Classic Quotable: George Orwell’s review of Mein Kampf -- “struggle, danger, and death” (1940)

Friday, January 22nd 2016
A number of authors cited in these “Quotables,” asking what motivates the ISIS fighter, are drilling down and taking another look at human nature.  A number of them have cited George Orwell’s review of Adolph Hitler’s Mein Kampf in the March, 1940, issue ofNew English Review.  Many websites quote the review in part, but Houghton Mifflin Harcourt Press and A.M. Heath granted permission to republish it in full in the January-February, 2016, issue of Military Review.  (Scroll to page 119.)  Coalition programs to reconstruct Iraq and Afghanistan and counterterrorism initiatives that focus on jobs and development – to give two examples -- rested on the concept that human goals are primarily economic.  Here are a few quotes from Orwell that challenged this economic determinism.
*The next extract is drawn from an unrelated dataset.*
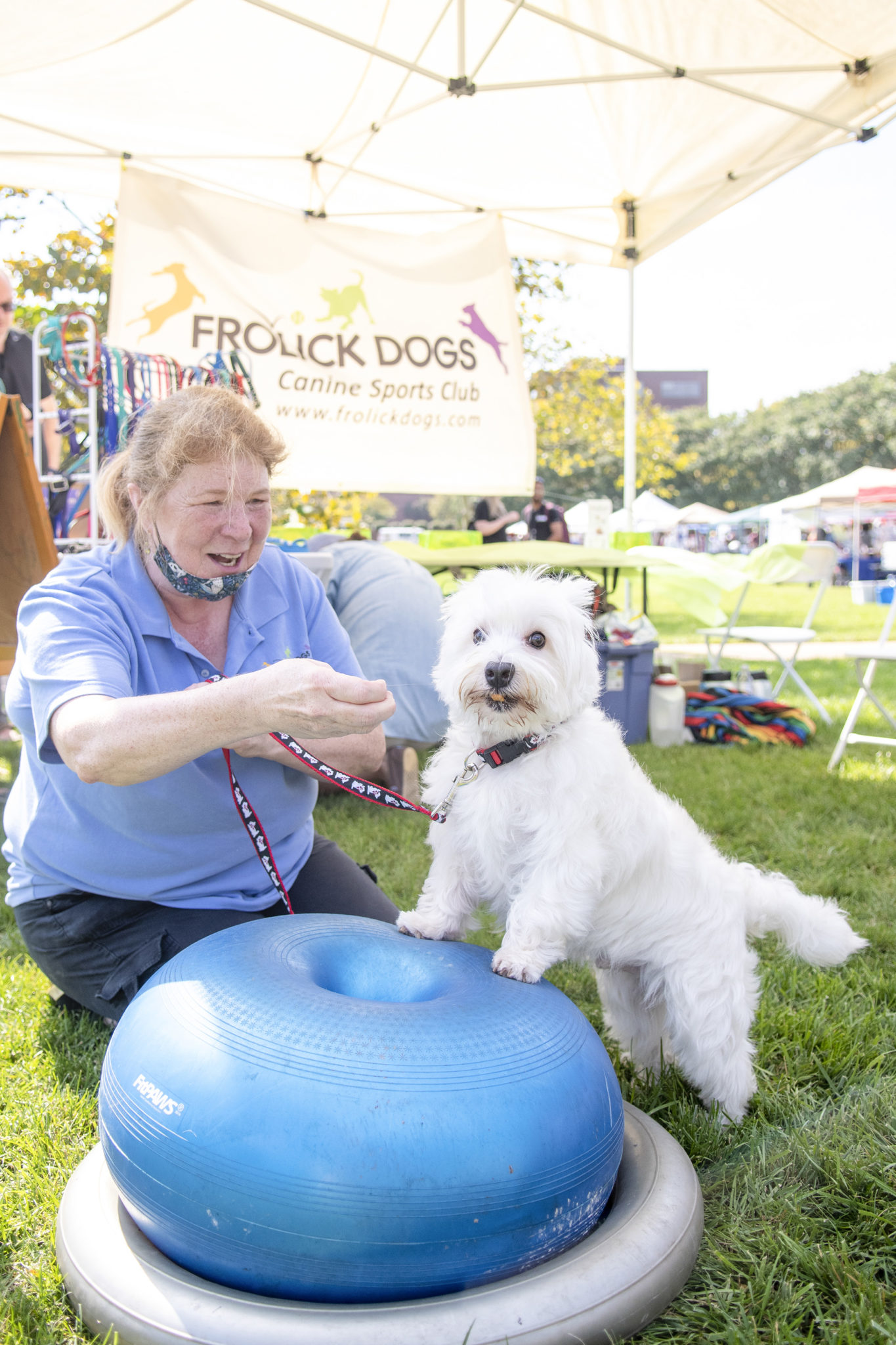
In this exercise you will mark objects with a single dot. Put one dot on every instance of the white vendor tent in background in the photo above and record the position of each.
(839, 494)
(601, 131)
(649, 514)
  • [Hitler] has grasped the falsity of the hedonistic attitude to life. Nearly all western thought since the last war, certainly all “progressive” thought, has assumed tacitly that human beings desire nothing beyond ease, security and avoidance of pain. In such a view of life there is no room, for instance, for patriotism and the military virtues. The Socialist who finds his children playing with soldiers is usually upset, but he is never able to think of a substitute for the tin soldiers; tin pacifists somehow won’t do. Hitler, because in his own joyless mind he feels it with exceptional strength, knows that human beings don’t only want comfort, safety, short working-hours, hygiene, birth-control and, in general, common sense; they also, at least intermittently, want struggle and self-sacrifice, not to mention drums, flags and loyalty-parades.
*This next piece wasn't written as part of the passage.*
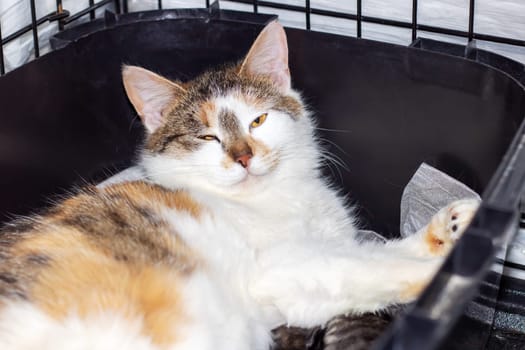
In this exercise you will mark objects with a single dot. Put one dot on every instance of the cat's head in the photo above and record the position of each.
(232, 130)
  • All three of the great dictators [Hitler, Mussolini, Stalin] have enhanced their power by imposing intolerable burdens on their peoples. Whereas Socialism, and even capitalism in a more grudging way, have said to people “I offer you a good time,” Hitler has said to them “I offer you struggle, danger and death,” and as a result a whole nation flings itself at his feet. Perhaps later on they will get sick of it and change their minds, as at the end of the last war. After a few years of slaughter and starvation “Greatest happiness of the greatest number” is a good slogan, but at this moment “Better an end with horror than a horror without end” is a winner. Now that we are fighting against the man who coined it, we ought not to underrate its emotional appeal.